I made it plain that I was Aboriginal, that the Crown had taken our country, we got absolutely nothing back, and it wasn’t acceptable.

She listened to me, and she understood what I was saying. All this caused a problem with the dignitaries because she had walked past them to come and see me!

I also gave her some Aboriginal artefacts. In exchange for getting our Country back, I offered these ‘trinkets and beads’. I said, ‘Here you can have this, now give our Country back.’ I was half-joking, but she kept a straight face!

18 years after I spoke to the queen, the Tasmanian parliament passed land rights legislation. We would never have gotten that legislation had the Queen not met with me as a representative.

There was nothing special about me, it was the fact that she met an Aboriginal representative. That was a turning point in the refusal of her ministers to talk about justice for Aboriginal people. They couldn’t ignore it anymore, once it had been raised with the Queen.

Mr Speaker, we can recommit to not turning away from past and present injustices, and we can mourn the passing of a mighty woman and leader of her people.

We can be grateful for Her Majesty’s great love of Nature and her lasting legacy of the Queen’s Canopy, a vast forest network set aside in her name across the Commonwealth nations.

Sadly, due to the ideological stubborness of the current government, I regret to inform Her Majesty’s family, no contribution was made by the State to the Queen’s Canopy, and the heedless logging of our forests continues.

But, Mr Speaker, I digress.

Today we recognise the stability Queen Elizabeth II brought to the role, the great strengths of her character and many of us give thanks for her resolute service over seven decades.

We can respectfully mark the monarch’s passing and hold all these beliefs of her many qualities to be true, and at the same time, recognise there’s an opportunity here for us to make better amends and grow as a nation.

It’s always a good time to have a respectful conversation about who we are as a people and a country.

The Leader of His Majesty’s federal opposition, Peter Dutton, has told the newly crowned King Charles III, he should refrain from championing environmental causes in his new role.

I trust King Charles will ignore Mr Dutton as we do.

It is well known, King Charles III – who grew up roaming the meadows and wild corners of Balmoral in Scotland – is a passionate advocate for Nature and a safe climate.

Indeed, from his earliest days in a speech he gave in 1970, His Highness hasn’t held back.

Then he said, “We are faced at the moment with the horrifying effects of pollution in all its forms.  There is the growing menace of oil pollution at sea .. there is chemical pollution discharged into rivers from factories and chemical plants … there is air pollution from smoke and fumes discharged by factories and from gases pumped out by endless cars and aeroplanes.”

The new King was ridiculed in some circles for his prescient pleas, but he was a man ahead of his times.
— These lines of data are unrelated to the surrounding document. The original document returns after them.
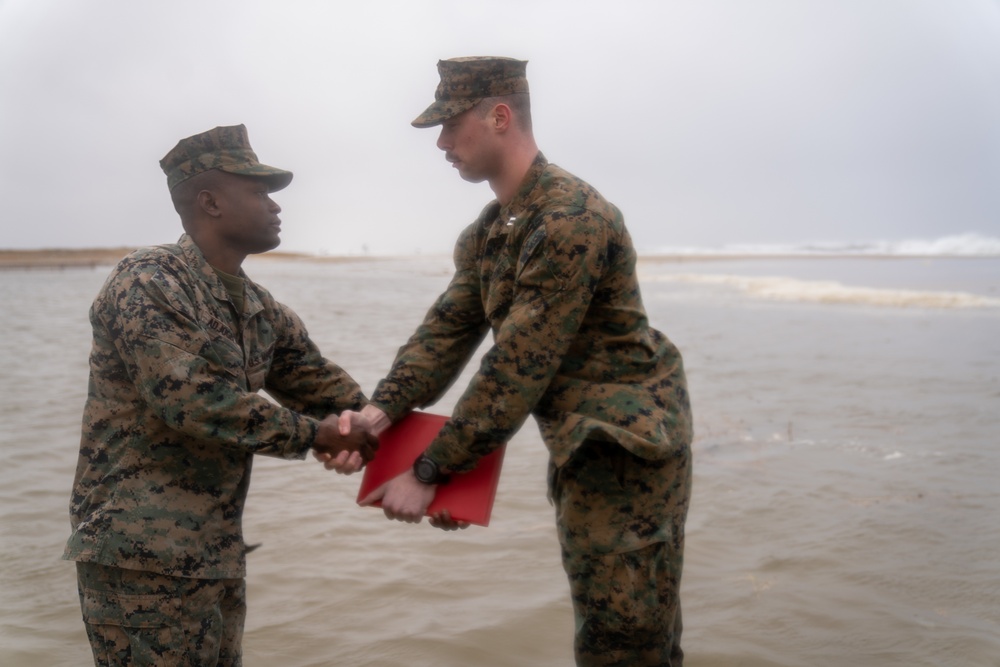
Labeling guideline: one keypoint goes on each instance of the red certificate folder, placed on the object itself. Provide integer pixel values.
(467, 496)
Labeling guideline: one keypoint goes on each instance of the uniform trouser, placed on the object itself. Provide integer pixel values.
(145, 618)
(621, 530)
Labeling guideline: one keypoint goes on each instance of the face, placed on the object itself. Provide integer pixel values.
(250, 224)
(469, 145)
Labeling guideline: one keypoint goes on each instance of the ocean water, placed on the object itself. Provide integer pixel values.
(846, 509)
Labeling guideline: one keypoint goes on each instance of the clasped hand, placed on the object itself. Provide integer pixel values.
(345, 443)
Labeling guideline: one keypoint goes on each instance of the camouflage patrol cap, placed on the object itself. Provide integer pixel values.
(226, 148)
(466, 81)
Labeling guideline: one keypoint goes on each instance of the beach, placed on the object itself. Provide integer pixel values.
(845, 503)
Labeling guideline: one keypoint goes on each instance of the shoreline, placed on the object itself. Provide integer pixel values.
(64, 258)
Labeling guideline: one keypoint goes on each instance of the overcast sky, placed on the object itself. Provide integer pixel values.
(708, 122)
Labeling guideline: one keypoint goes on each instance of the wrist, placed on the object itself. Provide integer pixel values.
(377, 419)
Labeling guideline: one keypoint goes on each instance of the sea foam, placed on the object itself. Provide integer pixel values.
(825, 291)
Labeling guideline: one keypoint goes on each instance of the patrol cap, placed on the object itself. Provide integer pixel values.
(466, 81)
(226, 148)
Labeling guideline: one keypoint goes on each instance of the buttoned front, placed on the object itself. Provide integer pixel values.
(552, 275)
(173, 414)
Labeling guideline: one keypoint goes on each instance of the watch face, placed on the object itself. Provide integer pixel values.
(425, 470)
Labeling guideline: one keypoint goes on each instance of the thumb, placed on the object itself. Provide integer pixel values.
(344, 422)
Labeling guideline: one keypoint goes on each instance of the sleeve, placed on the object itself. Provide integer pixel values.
(430, 361)
(558, 269)
(301, 379)
(176, 364)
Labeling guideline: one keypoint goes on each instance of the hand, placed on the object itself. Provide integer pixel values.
(350, 433)
(345, 463)
(444, 521)
(403, 498)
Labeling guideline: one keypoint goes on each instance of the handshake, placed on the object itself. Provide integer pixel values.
(347, 442)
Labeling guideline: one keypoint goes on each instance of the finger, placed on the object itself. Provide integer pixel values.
(373, 497)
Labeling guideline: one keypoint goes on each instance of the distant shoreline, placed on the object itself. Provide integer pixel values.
(61, 258)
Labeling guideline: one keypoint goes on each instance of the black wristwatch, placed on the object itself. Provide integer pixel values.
(428, 472)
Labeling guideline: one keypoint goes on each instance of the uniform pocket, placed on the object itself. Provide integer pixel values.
(131, 629)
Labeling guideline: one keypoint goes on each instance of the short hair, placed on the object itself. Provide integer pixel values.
(520, 104)
(184, 196)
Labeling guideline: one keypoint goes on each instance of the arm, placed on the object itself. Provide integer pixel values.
(188, 374)
(563, 254)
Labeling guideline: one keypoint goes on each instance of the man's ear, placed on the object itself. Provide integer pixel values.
(502, 116)
(209, 203)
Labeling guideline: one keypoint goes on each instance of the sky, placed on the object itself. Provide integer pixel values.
(709, 123)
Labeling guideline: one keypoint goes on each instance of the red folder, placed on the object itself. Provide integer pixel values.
(467, 496)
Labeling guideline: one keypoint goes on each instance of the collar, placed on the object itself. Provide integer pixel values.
(514, 211)
(196, 260)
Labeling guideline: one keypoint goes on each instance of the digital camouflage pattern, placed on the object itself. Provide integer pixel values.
(146, 618)
(553, 275)
(621, 529)
(173, 417)
(226, 148)
(466, 81)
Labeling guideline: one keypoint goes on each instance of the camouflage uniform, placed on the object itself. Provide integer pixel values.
(172, 421)
(552, 274)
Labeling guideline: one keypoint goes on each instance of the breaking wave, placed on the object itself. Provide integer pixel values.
(824, 291)
(961, 245)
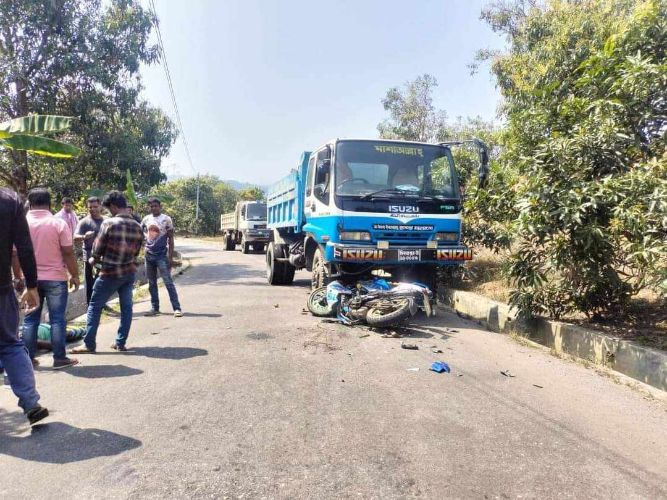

More recently, Prince Charles named up the “international association of corporate lobbyists … who are responsible for a dying planet.”

On the day of the Queen’s death, September 8, climate scientists release a horrifying new report confirming the climate crisis has hurtled the world to the brink of multiple disastrous tipping points, five of which we may have already passed.

It barely rated a blip in the media.

Climate news too rarely does, but it didn’t stand a chance against the floor to ceiling coverage of the Queen’s death.

Just imagine if our leaders and the mainstream media that increasingly serves them dedicated the same amount of time and resources to climate science and action as they did to the death of an English monarch.

Even just for a week, imagine the difference it would make to our shared understanding and sense of being in this unfolding disaster together.

So, dear King Charles, thank you for your tireless and focused work as a champion of Nature and a liveable future. Thank you.

Please, please keep it up.

May your reign be peaceful, your judgment wise and empathetic, and may you always, always speak freely for the planet we all share; royals, commoners, oppressed and free people alike.

Vale Her Majesty, Queen Elizabeth the Second, and long live the King.